Tuesday, April 22, 2008

Dangerous World

A very odd Earth Day locally this year, with the blizzard on the weekend, snow still falling and a wind chill temperature this morning of -20! It certainly makes the many, many books warning of environmental catastrophe seem entirely plausible. Scaring people to death probably isn't the best way to get people to change their light bulbs and stop idling outside the 7-11. But like a good horror movie sometimes a fright is a good thing. I chose a couple of doomsday-style books for my Earth Day Gazette Great Reading picks (published tomorrow, April 23):

The World Without Us by Alan Weisman. In this intriguing “what-if” book, science journalist Weisman thinks about what would happen to Earth if the human species suddenly disappeared. An oddly hopeful book about our enduring planet.

World Made By Hand by James H. Kunstler Kunstler’s non-fiction look at peak oil, The Long Emergency, was a dire, almost hysterical prediction of a bleak future when demand for oil exceeds supply.
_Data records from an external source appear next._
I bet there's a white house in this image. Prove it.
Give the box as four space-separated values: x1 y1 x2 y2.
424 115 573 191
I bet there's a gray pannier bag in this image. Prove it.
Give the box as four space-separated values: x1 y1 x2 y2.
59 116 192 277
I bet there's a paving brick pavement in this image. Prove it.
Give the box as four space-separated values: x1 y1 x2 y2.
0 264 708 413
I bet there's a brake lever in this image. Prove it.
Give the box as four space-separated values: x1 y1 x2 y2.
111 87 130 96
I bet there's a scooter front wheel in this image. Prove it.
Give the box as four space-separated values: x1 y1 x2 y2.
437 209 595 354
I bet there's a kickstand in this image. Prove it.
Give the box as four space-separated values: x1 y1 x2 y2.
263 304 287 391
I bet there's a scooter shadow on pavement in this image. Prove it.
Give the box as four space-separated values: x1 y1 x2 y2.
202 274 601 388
This novel is a fictional vision of that post-apocalyptic future, focusing on a town in upstate New York struggling to survive.

Nova Scotia-based writer Marq de Villiers has sounded the alarm about environmental catastrophe in works like his award-winning book, Water: the Fate of Our Most Precious Resource. He was on CBC Radio's The Current this morning talking about his new book, Dangerous World: Understanding Natural Calamities and Protecting Human Survival (listen to the interview [here]). The book takes a reasoned look at current and future dangers to humanity, countering the alarmist approach of some books.